In May 2017, I undertook a 4-days expedition to Tasman Glacier in Aoraki/Mount Cook National Park. This has been a place I wanted to go in for quite a long time. Our trip started by taking a helicopter fly landed near Tasman Saddle Hut. Then we traversed across a large glacier ground and successfully climbed to the 2834 m peak of Hochstetter Dome in the Tasman Glacier head. The next day, after completing my morning photography in Tasman Saddle, we walked to the 2460 m Kelman Hut. Then our following activities in Tasman Glacier used this hut as our base. On the last day of this trip, we tried to climb to the 2699 m peak of Mt Aylmer, but not successful due to the broken dangerous route with many hidden crevasses.

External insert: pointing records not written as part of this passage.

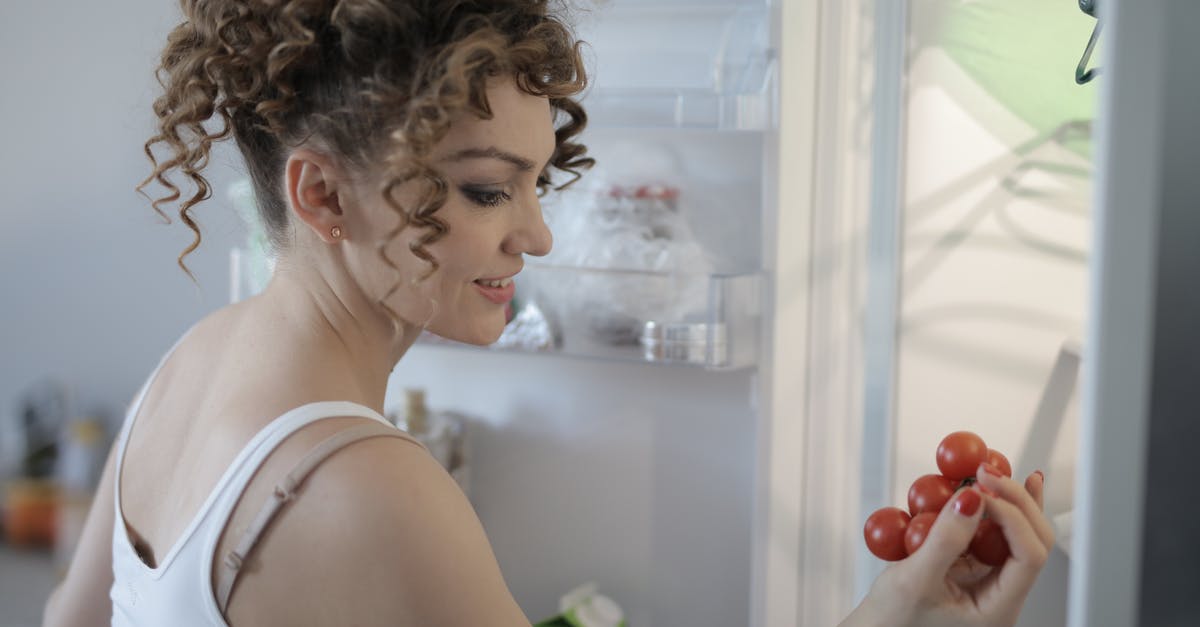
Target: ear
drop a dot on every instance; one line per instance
(312, 186)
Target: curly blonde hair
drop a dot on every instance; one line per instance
(275, 73)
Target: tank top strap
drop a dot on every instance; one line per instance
(228, 491)
(285, 491)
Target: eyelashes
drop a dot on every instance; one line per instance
(485, 196)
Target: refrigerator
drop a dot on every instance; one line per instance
(883, 226)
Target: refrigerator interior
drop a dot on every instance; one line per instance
(993, 245)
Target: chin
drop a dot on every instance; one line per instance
(480, 334)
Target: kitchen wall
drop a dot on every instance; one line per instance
(91, 292)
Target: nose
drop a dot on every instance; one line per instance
(529, 236)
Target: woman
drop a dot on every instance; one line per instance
(397, 150)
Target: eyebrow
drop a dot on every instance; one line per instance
(521, 162)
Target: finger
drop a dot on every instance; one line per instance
(1029, 554)
(1035, 484)
(1027, 502)
(949, 536)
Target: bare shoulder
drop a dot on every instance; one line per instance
(378, 535)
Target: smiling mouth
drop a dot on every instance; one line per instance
(495, 282)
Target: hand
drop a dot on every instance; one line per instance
(936, 586)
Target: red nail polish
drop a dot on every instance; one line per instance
(967, 502)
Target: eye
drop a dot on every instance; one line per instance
(485, 197)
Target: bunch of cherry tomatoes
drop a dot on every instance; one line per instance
(893, 533)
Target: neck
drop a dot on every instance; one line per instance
(330, 322)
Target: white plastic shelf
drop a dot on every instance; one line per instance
(685, 66)
(611, 320)
(699, 320)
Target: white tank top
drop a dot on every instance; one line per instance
(179, 591)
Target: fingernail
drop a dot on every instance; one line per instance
(967, 502)
(991, 470)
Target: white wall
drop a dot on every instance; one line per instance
(91, 292)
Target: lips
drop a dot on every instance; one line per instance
(498, 291)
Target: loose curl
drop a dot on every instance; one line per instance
(275, 73)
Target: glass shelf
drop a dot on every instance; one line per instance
(687, 66)
(634, 316)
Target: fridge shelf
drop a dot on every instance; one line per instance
(709, 321)
(690, 320)
(679, 66)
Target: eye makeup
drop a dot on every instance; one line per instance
(484, 195)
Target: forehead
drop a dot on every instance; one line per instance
(520, 123)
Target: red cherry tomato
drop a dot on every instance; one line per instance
(885, 533)
(997, 459)
(989, 544)
(960, 453)
(918, 529)
(930, 493)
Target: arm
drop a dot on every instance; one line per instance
(82, 598)
(396, 542)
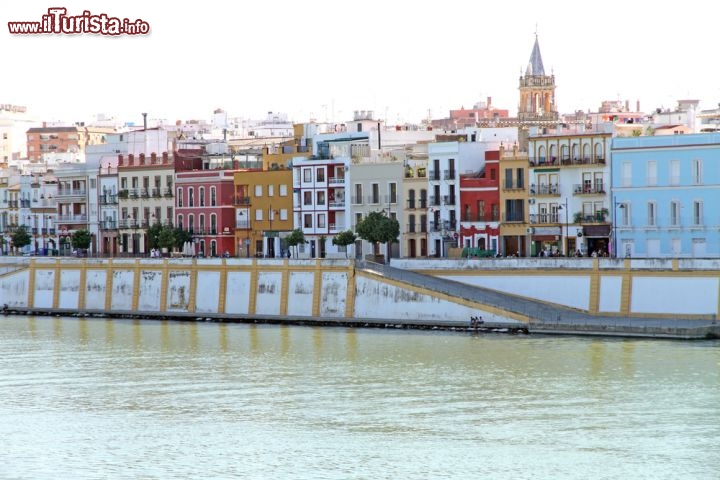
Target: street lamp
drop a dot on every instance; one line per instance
(615, 225)
(567, 214)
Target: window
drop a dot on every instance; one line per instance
(358, 194)
(675, 172)
(626, 174)
(652, 212)
(674, 214)
(697, 213)
(697, 172)
(651, 173)
(508, 178)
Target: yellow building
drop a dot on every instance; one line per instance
(514, 226)
(263, 212)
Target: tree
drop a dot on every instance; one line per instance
(20, 237)
(378, 228)
(166, 238)
(295, 238)
(80, 239)
(152, 233)
(343, 239)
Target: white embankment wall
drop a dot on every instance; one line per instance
(333, 289)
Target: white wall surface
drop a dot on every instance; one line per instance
(95, 282)
(300, 293)
(69, 289)
(178, 294)
(206, 296)
(376, 299)
(122, 290)
(333, 294)
(150, 290)
(267, 300)
(571, 291)
(44, 288)
(610, 294)
(687, 295)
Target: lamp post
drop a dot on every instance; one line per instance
(567, 228)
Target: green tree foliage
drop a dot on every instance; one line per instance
(21, 237)
(181, 236)
(81, 239)
(295, 238)
(378, 228)
(343, 239)
(153, 235)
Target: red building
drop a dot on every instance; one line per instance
(480, 206)
(204, 200)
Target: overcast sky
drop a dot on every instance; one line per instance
(325, 58)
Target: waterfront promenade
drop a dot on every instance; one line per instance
(344, 292)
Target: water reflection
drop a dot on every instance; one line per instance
(158, 399)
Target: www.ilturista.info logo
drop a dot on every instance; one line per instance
(57, 22)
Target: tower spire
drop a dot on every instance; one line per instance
(535, 66)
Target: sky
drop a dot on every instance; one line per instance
(324, 59)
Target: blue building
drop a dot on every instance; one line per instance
(666, 196)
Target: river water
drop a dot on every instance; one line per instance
(121, 399)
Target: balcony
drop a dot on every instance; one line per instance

While Tasman Glacier is one of the classic alpine mountaineering play grounds in the Southern Alps, some fatal accidents were reported in this area. For example, an accident happened in 2013 just above Tasman Saddle Hut, which led an experienced climber died.
to see the report.
This image was taken in the twilight period of 15 May 2017, the last day of my expedition. I got up at 5am and went out of Kelman Hut. As being not secured with a rope, I could only move slowly to this glacier edge near the hut with the assistance of an ice axe. By the time I set up my camera, a full moon was still hung on the sky and moonlight was shedding on the mountains. The sparkling dots on the snowy foreground were the effect of star reflections under moonlight.
Caption from New Zealand Geographic: "The eastern horizon has already started to glow, but the reflections of stars linger on the snow of the Tasman Saddle - still visible thanks to the lingering moonlight."